Effective Meeting Types:
There are three types of meetings we find most effective for tasting rooms.
The Daily Huddle
Daily check-in is powerful for teams that work in the same physical space – like a tasting room. For just five minutes, with everyone standing, do a quick review of the day’s activities and schedule. The huddle eliminates confusion and provides direction that can easily be overlooked in an update binder. The best practice is to try and keep this daily huddle between 5 to 10 minutes, as any longer makes it less effective.
These are regular meetings focused exclusively on tactical issues of immediate concern. These are usually 45-90 minutes and are typically held weekly or monthly. Here we want to include:
- 2-minute updates by each person – sharing the best thing that happened since the last meeting and what’s holding them back from rocking the tasting room. Keep the feedback positive as much as possible to avoid a complaining session.
- Review special progress our team has made on key performance metrics and give “kudos” to someone for specific, special action. Be sure to rotate the kudos from week to week.
- Hot topics. This is a real-time agenda, time spent figuring out how to remove any roadblocks mentioned by the team. Help the team get to the ‘no-excuses’ zone.
Don’t establish the ‘hot topics’ ahead of time. Stay tactical. Put all strategic issues into a “parking lot” to be discussed offline or in a ‘strategic’ meeting.
These are held either monthly or every three months and cover one or two big-picture topics announced in advance. Topics might include:
- Brainstorming about significant changes or challenges
- Wine or sales education
- Competitor review. What’s happening out there? What can we do better?
- Team building discussions and exercises
The amount of time spent at a meeting, the cadence, as well as the topics focused on are all great first steps, but how do we make important meetings less boring? Get people engaged!
Getting Engagement in Meetings:
- Message Delivery
Think about these two approaches to a budget discussion.
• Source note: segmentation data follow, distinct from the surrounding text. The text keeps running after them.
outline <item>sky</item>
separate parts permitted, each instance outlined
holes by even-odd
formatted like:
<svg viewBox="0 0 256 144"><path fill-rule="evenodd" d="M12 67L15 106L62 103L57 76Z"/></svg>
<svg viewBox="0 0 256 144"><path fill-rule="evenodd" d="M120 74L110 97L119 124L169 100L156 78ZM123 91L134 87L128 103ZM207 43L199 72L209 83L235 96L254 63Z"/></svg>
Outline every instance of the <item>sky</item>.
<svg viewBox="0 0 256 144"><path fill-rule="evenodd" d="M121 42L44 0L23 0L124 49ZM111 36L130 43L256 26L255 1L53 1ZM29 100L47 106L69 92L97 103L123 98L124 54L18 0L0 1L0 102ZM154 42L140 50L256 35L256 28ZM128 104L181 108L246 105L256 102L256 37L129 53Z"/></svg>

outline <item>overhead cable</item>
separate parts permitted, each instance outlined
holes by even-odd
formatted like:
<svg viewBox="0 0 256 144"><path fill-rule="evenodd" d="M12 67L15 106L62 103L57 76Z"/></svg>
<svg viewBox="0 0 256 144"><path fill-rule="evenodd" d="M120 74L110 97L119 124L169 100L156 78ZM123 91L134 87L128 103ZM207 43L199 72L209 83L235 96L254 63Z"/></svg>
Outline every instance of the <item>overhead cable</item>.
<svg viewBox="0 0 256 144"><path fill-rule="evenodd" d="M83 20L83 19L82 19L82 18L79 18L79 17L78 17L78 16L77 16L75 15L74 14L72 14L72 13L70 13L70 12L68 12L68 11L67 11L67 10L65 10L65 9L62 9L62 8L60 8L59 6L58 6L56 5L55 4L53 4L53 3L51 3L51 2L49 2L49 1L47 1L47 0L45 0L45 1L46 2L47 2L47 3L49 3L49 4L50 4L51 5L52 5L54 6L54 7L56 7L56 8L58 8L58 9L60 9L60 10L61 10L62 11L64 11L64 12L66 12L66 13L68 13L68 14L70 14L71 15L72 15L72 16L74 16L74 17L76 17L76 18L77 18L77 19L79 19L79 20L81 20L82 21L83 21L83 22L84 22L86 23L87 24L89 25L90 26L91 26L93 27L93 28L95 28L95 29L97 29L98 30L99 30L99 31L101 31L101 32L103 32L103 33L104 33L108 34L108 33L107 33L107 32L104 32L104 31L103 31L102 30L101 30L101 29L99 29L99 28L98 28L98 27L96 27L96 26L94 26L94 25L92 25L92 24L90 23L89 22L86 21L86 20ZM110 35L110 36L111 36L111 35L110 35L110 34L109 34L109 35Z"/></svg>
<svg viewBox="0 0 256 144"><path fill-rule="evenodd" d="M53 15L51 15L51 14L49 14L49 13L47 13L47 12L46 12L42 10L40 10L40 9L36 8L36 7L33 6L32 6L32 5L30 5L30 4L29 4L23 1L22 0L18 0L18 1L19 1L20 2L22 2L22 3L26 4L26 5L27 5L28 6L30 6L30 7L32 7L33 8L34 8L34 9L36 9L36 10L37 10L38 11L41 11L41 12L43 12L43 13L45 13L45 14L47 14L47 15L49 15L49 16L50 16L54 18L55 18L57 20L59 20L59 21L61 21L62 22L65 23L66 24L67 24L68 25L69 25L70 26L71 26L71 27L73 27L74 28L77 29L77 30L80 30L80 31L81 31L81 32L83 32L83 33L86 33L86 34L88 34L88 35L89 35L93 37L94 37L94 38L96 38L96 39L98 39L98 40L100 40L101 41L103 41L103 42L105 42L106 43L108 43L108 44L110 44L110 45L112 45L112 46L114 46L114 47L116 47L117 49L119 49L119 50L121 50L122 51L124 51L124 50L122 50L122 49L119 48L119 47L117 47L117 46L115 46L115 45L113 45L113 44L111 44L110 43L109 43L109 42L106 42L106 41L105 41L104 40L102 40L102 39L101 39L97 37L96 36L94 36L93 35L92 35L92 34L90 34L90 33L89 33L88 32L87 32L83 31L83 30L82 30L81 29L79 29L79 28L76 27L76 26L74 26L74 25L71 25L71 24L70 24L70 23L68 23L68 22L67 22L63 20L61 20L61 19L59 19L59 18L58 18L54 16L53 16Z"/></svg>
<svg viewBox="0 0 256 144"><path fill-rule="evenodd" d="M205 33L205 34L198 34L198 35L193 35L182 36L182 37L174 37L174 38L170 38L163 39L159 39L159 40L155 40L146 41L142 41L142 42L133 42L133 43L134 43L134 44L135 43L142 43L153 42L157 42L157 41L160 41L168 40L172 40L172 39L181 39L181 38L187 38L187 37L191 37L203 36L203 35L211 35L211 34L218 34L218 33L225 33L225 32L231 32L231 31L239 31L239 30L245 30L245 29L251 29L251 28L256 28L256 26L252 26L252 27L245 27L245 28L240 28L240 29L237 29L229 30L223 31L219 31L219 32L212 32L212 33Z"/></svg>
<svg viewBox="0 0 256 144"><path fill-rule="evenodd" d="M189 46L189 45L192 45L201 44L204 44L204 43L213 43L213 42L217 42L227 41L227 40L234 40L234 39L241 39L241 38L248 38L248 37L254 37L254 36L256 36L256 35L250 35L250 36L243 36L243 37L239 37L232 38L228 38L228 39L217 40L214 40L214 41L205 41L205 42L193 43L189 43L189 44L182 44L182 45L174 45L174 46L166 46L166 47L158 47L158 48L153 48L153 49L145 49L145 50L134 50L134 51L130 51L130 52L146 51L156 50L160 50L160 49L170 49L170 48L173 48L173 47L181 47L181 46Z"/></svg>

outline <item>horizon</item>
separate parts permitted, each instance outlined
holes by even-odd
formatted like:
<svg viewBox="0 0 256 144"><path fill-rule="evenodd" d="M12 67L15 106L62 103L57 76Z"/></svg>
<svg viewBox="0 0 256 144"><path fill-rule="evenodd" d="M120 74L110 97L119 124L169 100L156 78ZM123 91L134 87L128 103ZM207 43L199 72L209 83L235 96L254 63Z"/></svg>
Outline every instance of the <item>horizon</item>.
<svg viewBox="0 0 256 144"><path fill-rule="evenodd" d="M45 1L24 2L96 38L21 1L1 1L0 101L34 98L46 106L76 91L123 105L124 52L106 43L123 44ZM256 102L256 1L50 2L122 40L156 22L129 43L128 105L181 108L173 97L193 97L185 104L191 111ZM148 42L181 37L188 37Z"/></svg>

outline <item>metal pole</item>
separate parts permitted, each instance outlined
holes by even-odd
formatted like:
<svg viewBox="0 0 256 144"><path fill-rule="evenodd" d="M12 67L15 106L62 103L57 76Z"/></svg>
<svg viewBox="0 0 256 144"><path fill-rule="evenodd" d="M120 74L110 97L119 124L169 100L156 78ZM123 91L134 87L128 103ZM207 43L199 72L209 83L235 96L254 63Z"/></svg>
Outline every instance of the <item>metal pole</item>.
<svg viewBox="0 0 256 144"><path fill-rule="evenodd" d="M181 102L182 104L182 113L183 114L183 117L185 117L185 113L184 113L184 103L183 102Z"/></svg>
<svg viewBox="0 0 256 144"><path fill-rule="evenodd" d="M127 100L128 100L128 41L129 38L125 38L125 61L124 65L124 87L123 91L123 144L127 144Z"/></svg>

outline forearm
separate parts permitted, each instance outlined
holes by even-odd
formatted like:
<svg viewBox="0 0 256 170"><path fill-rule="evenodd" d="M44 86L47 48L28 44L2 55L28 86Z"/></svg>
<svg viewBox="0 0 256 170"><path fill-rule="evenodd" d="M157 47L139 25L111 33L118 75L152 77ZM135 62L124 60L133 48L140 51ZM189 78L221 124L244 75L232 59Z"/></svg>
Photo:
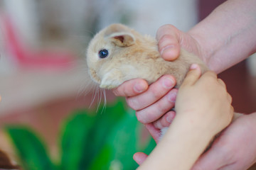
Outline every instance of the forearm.
<svg viewBox="0 0 256 170"><path fill-rule="evenodd" d="M188 33L201 56L217 73L256 52L256 1L230 0L219 6Z"/></svg>
<svg viewBox="0 0 256 170"><path fill-rule="evenodd" d="M210 133L201 131L203 129L193 128L195 125L190 123L191 121L185 123L183 119L174 120L161 141L138 169L190 169L211 139Z"/></svg>

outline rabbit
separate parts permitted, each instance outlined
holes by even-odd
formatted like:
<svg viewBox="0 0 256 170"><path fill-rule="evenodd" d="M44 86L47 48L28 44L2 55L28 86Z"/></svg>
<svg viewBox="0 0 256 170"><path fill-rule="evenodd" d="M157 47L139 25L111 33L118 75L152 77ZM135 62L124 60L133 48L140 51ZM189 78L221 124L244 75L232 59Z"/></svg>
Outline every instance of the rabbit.
<svg viewBox="0 0 256 170"><path fill-rule="evenodd" d="M201 67L203 73L208 70L197 56L183 49L177 60L165 61L154 38L122 24L110 25L98 33L87 51L91 78L100 88L108 89L135 78L144 79L150 84L164 74L173 75L178 88L193 63Z"/></svg>
<svg viewBox="0 0 256 170"><path fill-rule="evenodd" d="M154 38L119 23L96 34L87 50L90 77L100 88L108 89L136 78L144 79L150 84L164 74L173 75L176 80L176 88L178 88L194 63L200 66L202 74L208 70L196 55L182 48L176 60L164 60ZM234 118L240 115L235 113ZM166 131L166 128L161 130L161 136Z"/></svg>

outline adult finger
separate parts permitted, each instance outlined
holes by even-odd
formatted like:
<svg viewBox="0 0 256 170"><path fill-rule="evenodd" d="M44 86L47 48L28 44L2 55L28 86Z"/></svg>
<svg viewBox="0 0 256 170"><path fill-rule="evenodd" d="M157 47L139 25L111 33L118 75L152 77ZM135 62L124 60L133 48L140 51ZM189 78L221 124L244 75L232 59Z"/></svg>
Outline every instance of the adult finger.
<svg viewBox="0 0 256 170"><path fill-rule="evenodd" d="M138 95L148 89L148 84L144 79L128 80L113 90L117 96L134 96Z"/></svg>
<svg viewBox="0 0 256 170"><path fill-rule="evenodd" d="M158 144L158 142L159 142L159 137L161 136L160 130L156 129L153 125L153 123L146 124L145 127L150 133L150 135L152 136L153 139L155 140L156 143Z"/></svg>
<svg viewBox="0 0 256 170"><path fill-rule="evenodd" d="M196 81L198 80L201 74L201 69L199 66L196 64L193 64L191 66L190 71L188 72L183 82L181 84L181 86L186 85L193 85Z"/></svg>
<svg viewBox="0 0 256 170"><path fill-rule="evenodd" d="M143 152L137 152L134 154L133 159L139 165L141 165L147 157L148 156Z"/></svg>
<svg viewBox="0 0 256 170"><path fill-rule="evenodd" d="M170 24L164 25L157 30L156 40L159 42L159 51L166 60L174 60L180 54L178 33L179 30Z"/></svg>
<svg viewBox="0 0 256 170"><path fill-rule="evenodd" d="M164 97L149 106L136 112L139 121L143 124L154 122L174 107L178 89L173 89Z"/></svg>
<svg viewBox="0 0 256 170"><path fill-rule="evenodd" d="M169 111L166 114L164 114L160 119L154 122L154 125L156 127L156 128L158 129L162 129L164 128L169 127L174 119L175 115L175 111Z"/></svg>
<svg viewBox="0 0 256 170"><path fill-rule="evenodd" d="M140 95L127 98L127 102L132 109L142 110L162 98L176 84L174 76L164 75L151 84L147 91Z"/></svg>

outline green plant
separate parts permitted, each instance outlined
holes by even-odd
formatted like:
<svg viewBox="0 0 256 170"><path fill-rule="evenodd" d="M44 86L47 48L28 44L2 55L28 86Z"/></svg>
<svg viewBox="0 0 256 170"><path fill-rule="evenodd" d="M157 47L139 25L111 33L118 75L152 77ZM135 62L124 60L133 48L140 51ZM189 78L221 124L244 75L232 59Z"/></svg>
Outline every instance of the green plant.
<svg viewBox="0 0 256 170"><path fill-rule="evenodd" d="M60 138L60 162L53 162L35 132L24 127L9 126L21 164L26 170L135 169L136 152L149 153L155 143L142 142L142 125L122 101L107 106L101 113L76 110L65 120Z"/></svg>

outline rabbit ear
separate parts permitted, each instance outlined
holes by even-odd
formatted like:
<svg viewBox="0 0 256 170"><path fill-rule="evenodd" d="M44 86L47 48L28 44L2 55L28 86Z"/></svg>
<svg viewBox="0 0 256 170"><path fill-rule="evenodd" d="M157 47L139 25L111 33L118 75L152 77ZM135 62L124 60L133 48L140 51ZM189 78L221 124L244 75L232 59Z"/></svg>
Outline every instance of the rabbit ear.
<svg viewBox="0 0 256 170"><path fill-rule="evenodd" d="M124 47L135 43L135 38L129 28L121 25L113 24L107 28L105 38L110 38L115 45Z"/></svg>

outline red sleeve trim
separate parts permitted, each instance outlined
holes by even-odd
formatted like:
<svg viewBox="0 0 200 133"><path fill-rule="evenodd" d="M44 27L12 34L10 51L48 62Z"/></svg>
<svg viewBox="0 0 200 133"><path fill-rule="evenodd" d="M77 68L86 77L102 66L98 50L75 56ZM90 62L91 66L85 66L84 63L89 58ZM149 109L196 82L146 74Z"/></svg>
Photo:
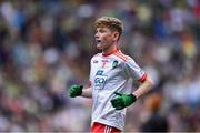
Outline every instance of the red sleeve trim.
<svg viewBox="0 0 200 133"><path fill-rule="evenodd" d="M138 81L143 83L147 79L147 73L144 73Z"/></svg>

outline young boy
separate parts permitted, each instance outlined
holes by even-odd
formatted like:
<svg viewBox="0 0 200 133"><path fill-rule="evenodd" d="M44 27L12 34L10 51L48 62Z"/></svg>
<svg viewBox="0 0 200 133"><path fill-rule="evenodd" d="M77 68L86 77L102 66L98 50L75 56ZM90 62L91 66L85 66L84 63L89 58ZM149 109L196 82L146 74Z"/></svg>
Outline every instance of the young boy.
<svg viewBox="0 0 200 133"><path fill-rule="evenodd" d="M72 85L70 96L92 98L91 132L122 132L126 108L152 86L151 79L118 48L122 22L117 18L102 17L94 22L97 48L102 50L90 62L90 88ZM132 91L129 79L141 82Z"/></svg>

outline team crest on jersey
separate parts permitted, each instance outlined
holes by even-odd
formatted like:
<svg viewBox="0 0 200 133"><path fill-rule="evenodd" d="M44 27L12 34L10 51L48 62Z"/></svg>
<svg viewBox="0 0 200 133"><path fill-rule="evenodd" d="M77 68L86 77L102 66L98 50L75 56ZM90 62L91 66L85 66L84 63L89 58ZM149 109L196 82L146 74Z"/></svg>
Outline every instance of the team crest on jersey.
<svg viewBox="0 0 200 133"><path fill-rule="evenodd" d="M116 69L117 65L118 65L118 61L113 61L113 63L112 63L112 69Z"/></svg>
<svg viewBox="0 0 200 133"><path fill-rule="evenodd" d="M96 75L102 75L103 71L102 70L98 70Z"/></svg>

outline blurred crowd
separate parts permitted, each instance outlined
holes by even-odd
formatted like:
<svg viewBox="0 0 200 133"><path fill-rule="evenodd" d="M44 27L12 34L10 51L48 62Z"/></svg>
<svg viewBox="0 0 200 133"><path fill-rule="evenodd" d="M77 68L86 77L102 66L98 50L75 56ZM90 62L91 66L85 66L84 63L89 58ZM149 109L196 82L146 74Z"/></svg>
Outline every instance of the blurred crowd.
<svg viewBox="0 0 200 133"><path fill-rule="evenodd" d="M200 132L199 0L0 0L0 131L90 131L92 101L67 92L88 85L102 16L123 21L119 47L156 83L124 131Z"/></svg>

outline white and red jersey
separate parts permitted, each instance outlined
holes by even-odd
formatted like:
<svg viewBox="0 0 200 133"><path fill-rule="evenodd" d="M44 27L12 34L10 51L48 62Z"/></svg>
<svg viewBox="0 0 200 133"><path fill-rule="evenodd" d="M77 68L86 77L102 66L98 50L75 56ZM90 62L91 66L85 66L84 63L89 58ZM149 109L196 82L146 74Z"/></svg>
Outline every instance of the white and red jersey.
<svg viewBox="0 0 200 133"><path fill-rule="evenodd" d="M96 54L90 63L92 123L99 122L123 131L126 109L117 111L110 101L116 96L114 92L132 93L132 88L128 85L129 79L143 82L147 74L119 49L109 54Z"/></svg>

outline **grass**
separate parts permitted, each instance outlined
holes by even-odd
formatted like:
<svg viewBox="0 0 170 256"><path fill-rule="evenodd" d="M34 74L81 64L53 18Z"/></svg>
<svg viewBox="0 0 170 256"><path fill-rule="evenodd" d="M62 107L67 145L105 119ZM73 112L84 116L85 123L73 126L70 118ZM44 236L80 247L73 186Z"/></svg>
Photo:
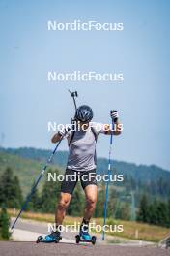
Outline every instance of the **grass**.
<svg viewBox="0 0 170 256"><path fill-rule="evenodd" d="M17 212L14 210L8 210L10 216L16 216ZM23 212L22 218L32 219L42 222L54 223L54 214L49 213L35 213L35 212ZM81 217L71 217L66 216L64 225L71 225L74 222L81 222ZM101 225L103 223L102 218L94 218L92 221L95 221L97 225ZM149 225L145 223L139 223L135 221L125 221L125 220L115 220L108 219L108 225L123 225L123 232L108 232L108 235L116 236L125 239L130 240L140 240L146 241L158 242L166 236L170 234L170 228L164 228L155 225Z"/></svg>

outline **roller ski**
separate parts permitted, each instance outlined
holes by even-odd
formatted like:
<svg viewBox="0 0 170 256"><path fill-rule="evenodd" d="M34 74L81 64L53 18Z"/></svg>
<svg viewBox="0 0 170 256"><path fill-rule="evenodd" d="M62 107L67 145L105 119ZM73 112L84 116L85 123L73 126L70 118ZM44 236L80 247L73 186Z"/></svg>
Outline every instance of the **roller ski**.
<svg viewBox="0 0 170 256"><path fill-rule="evenodd" d="M60 241L60 240L62 240L60 232L52 232L51 234L46 235L45 237L39 236L36 242L37 243L39 243L39 242L46 242L46 243L55 242L55 243L58 243Z"/></svg>
<svg viewBox="0 0 170 256"><path fill-rule="evenodd" d="M96 236L91 236L88 231L88 226L83 226L83 228L80 228L80 233L75 236L76 244L79 242L91 242L93 245L95 245L97 238Z"/></svg>

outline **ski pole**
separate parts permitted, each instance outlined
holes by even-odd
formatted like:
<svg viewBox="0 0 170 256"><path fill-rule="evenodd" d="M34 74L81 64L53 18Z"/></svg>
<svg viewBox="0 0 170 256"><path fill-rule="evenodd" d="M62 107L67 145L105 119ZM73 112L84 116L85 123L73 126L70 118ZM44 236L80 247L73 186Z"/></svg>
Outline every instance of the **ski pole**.
<svg viewBox="0 0 170 256"><path fill-rule="evenodd" d="M69 90L69 92L71 93L71 97L72 97L72 99L73 99L73 103L74 103L74 107L75 107L75 111L76 111L76 101L75 101L75 97L78 97L77 91L71 92L71 91ZM22 211L25 209L25 208L26 208L28 202L30 201L32 195L34 194L35 189L36 189L37 185L39 184L41 178L42 177L42 176L43 176L43 174L44 174L46 168L47 168L48 165L51 163L51 161L52 161L52 159L53 159L53 156L54 156L55 152L57 151L57 148L59 147L59 145L60 145L60 144L61 144L63 138L64 138L65 135L66 135L66 133L67 133L67 130L65 130L64 135L61 137L60 141L59 141L58 144L56 144L56 146L55 146L55 148L54 148L52 154L49 156L49 158L48 158L48 160L47 160L45 166L44 166L43 169L42 170L42 172L41 172L41 174L40 174L38 179L36 180L35 184L32 186L32 188L31 188L31 192L30 192L30 193L28 194L28 196L26 197L26 200L25 200L25 202L23 203L23 205L22 205L22 207L21 207L21 209L20 209L18 215L16 216L14 222L13 223L13 225L12 225L12 227L11 227L12 232L13 232L13 230L14 230L14 226L15 226L17 220L18 220L18 218L20 217Z"/></svg>
<svg viewBox="0 0 170 256"><path fill-rule="evenodd" d="M65 136L65 135L63 135L62 138L60 139L60 141L58 142L58 144L57 144L56 147L54 148L52 154L49 156L49 158L48 158L48 160L47 160L45 166L44 166L43 169L42 170L42 172L41 172L41 174L40 174L40 176L39 176L37 181L36 181L35 184L32 186L32 188L31 188L31 192L28 194L28 196L27 196L27 198L26 198L24 204L22 205L22 208L21 208L21 209L20 209L20 211L19 211L17 217L15 218L14 222L13 223L13 225L12 225L12 227L11 227L11 230L12 230L12 231L14 230L14 226L15 226L17 220L18 220L18 218L20 217L20 214L21 214L22 211L25 209L25 208L26 208L28 202L30 201L30 199L31 199L31 197L32 197L32 195L34 194L35 189L36 189L37 185L39 184L39 182L40 182L42 176L43 176L43 174L44 174L44 172L45 172L45 170L46 170L48 164L52 161L53 156L54 156L54 154L55 154L57 148L59 147L59 144L61 144L61 142L62 142L64 136Z"/></svg>
<svg viewBox="0 0 170 256"><path fill-rule="evenodd" d="M113 121L112 121L112 130L113 130ZM108 180L106 181L106 189L105 189L105 202L104 202L104 220L103 220L103 230L102 230L102 240L104 240L105 238L105 224L106 224L106 218L107 218L107 203L108 203L108 187L110 183L110 175L111 175L111 152L112 152L112 144L113 144L113 133L111 131L110 135L110 146L109 146L109 155L108 155L108 169L107 169L107 175L109 176Z"/></svg>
We could say, “OK everyone, we are 12% over budget on expenses. Going forward we need to stick to the budget, no exceptions.”
Or we could say “OK we are here to talk about expenses which is not much fun but we’re all impacted by this. Our competitors hope we are throwing around money carelessly. Our customers don’t want to pay higher prices. Our owners don’t want to lay off people. Our families would love to see more money in our paychecks. So let’s dive into these issues and see where and how we can get things back on track.”
Clearly, the second approach is more likely to win engagement and buy-in from the team.
- Make Meetings Fun, Use Humor, Creative Icebreakers
Regardless of the type of meeting, we need to make meetings count and make them fun! For tactical and strategic meetings, open with a creative icebreaker to get everyone participating from the start. Humor is always welcome and when people laugh, they are listening. Humor lightens the mood and creates a feeling of camaraderie from the get-go.
- Be Inclusive
One of the big challenges we face with tasting room meetings is that all staff members may not be present. So how will we loop in those not in attendance?
- Some managers use an update binder or whiteboard, where everyone has to sign off to indicate they have read the material.
- Some use email and require that the reader confirm that they have read the material.
- Some use a buddy system, where someone specific is responsible for updating team members not present.
Not being included in a meeting can make team members feel that they don’t count. No matter what method we use, the goal is to ensure that everyone is informed and included.
Death by Meeting? Not anymore! Meetings are opportunities for team building and growth. Use daily huddles for quick information bites. Use tactical meetings to review activities, metrics and remove relatively easy roadblocks. Use strategic meetings to tackle the ‘big rocks’ on a quarterly basis. Become a Meeting Master!